My idea for analyzing these reports is:

  • Convert everything to lowercase
  • Remove accents and punctuation marks
  • Eliminate prepositions and determiners
  • Analyze pronouns (to understand culpability if possible)

Once all these operations are performed, extract the most repeated words into a table where we can visualize the top 50 words with the highest total accumulation for these reports.

Therefore, I need to create a workflow with KNIME to perform this operation.

I have been analyzing several options, and this is what I came up with, let me know what you think.

Step 1: Data Preparation

  1. Import Data: Use the Excel Reader node to import your Excel table into KNIME.
  2. Data Cleaning: Use nodes like String Manipulation to remove prepositions and determiners from the reports. You can create a list of common words to remove and apply a replacement function.

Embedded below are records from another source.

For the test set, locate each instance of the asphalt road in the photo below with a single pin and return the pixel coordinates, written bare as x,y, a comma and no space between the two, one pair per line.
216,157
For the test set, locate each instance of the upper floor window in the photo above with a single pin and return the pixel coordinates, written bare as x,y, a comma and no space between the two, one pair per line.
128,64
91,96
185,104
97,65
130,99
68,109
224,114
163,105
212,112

Step 2: Word Frequency Analysis

  1. Tokenization: Use the Strings to Document node followed by Document Data Extractor to convert the reports into documents and extract the words.
  2. Word Filtering: Apply the Stop Word Filter node to remove common words that do not add value.
  3. Word Counting: Use the TF (Term Frequency) node to count the frequency of each word in the reports.

Step 3: Visualization

  1. Frequency Charts: Use nodes like Bar Chart or Word Cloud to visualize the most frequent words.

You can look for some examples for ideas

2 Likes

Thanks @izaychik63 i will review it!!